Editorial: Changing of the Guard

American Trucking Associations was a much different place when Walter B. McCormick Jr. arrived in October of 1997.

The membership was clamoring for substantive change, charging that dues were too high and unfairly assessed, and insisting that the fiscal operations had to be tightened up. Members were also questioning the political clout of their trade association.

They turned to McCormick, a former Capitol Hill operative and onetime general counsel of the Department of Transportation, to be their agent of change.
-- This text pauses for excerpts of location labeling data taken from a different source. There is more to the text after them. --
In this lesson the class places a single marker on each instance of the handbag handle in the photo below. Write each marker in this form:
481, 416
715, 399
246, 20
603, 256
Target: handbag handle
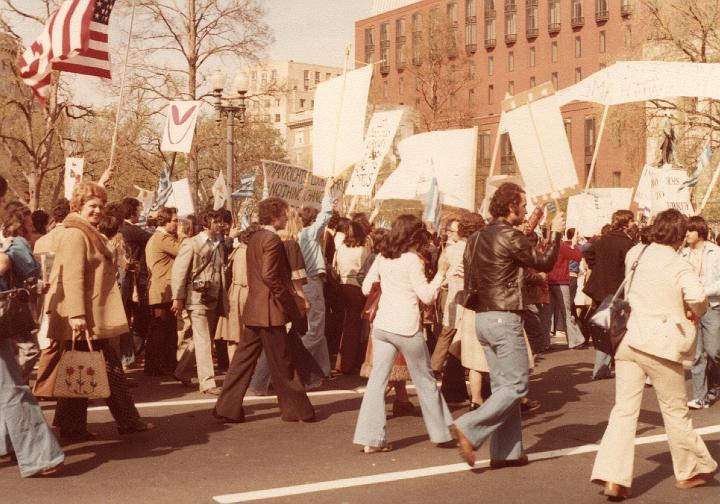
87, 338
628, 280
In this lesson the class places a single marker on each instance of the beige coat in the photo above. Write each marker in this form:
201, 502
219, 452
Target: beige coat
160, 253
230, 327
663, 285
83, 283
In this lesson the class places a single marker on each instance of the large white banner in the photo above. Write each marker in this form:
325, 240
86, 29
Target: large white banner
339, 122
667, 191
589, 212
73, 174
179, 126
631, 81
532, 152
378, 140
449, 156
297, 185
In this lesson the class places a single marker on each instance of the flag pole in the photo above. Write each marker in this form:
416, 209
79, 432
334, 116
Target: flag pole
113, 144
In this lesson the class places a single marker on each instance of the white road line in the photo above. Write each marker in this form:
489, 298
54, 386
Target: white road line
273, 493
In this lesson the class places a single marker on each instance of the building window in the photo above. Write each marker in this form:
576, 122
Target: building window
417, 38
470, 26
568, 130
369, 45
510, 21
400, 44
601, 11
578, 18
385, 48
553, 16
507, 158
490, 36
531, 19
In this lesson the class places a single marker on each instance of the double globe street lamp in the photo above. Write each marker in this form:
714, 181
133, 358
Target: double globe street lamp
230, 107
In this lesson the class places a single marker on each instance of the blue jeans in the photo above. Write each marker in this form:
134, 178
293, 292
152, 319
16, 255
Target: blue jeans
23, 428
706, 366
501, 336
370, 428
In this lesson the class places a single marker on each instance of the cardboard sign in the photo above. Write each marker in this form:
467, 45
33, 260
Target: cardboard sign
589, 212
379, 138
296, 185
179, 126
668, 191
73, 174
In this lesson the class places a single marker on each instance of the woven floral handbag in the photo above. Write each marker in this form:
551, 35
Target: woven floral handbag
82, 374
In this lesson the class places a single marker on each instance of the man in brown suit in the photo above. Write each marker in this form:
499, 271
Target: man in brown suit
270, 305
160, 253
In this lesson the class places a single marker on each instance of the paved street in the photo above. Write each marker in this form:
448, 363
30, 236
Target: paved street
190, 458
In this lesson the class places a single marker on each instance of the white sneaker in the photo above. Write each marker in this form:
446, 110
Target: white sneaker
698, 404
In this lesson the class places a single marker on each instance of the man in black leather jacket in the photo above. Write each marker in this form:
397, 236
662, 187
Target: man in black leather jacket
495, 259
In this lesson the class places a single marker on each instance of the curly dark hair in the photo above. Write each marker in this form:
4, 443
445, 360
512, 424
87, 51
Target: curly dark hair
507, 194
407, 231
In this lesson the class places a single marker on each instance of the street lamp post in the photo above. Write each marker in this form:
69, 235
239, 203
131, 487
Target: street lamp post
230, 107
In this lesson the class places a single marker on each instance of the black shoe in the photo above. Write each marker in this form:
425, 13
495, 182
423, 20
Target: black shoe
223, 419
136, 426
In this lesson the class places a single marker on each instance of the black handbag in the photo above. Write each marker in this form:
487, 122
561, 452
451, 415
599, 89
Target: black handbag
16, 317
608, 324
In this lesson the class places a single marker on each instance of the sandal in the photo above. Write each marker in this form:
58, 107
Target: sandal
377, 449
And the membership outlined the changes they wanted in what became known as the Wren Plan.

Basically, that redesign called for a leaner, more efficient trade association, with a primary focus on advocacy of trucking’s priorities before the federal government — from Congress to the White House and the regulatory agencies.



As McCormick prepares to move to the U.S. Telecom Association, where he will take over July 1, a review of his record shows that virtually all the goals of the ATA restructuring plan have been accomplished.

Councils and conferences have either been integrated more closely into the ATA family — with their members joining ATA as well — or have moved out on their own.

Relations between ATA and the state associations have been vastly improved, and now 17 of the state groups are also selling memberships in ATA to the trucking companies within their borders.

The association has won an impressive string of victories in Washington, such as derailing an attempt by the Department of Transportation to implement a new hours-of-service rule that would have cost trucking dearly by limiting drivers’ hours behind the wheel.

ATA was also a key player in Congress’ decision to quash a new set of ergonomics rules that would have cost trucking, and the rest of the nation’s businesses, billions of dollars while still not protecting workers from on-the-job injuries.

The number of full-time positions at ATA has been reduced from 360 to around 200. Those cuts came even as the political victories were won, and while business units — specifically ATA membership and Transport Topics Publishing Group — brought in record amounts of money.

Near the start of his tenure at ATA, McCormick said in a speech, “My job is to build a trade association that meets the needs of the trucking industry today, and 10 years from today.”

He’s clearly accomplished his goal for today. And we firmly believe that 10 years down the road we’ll all agree he met that goal as well.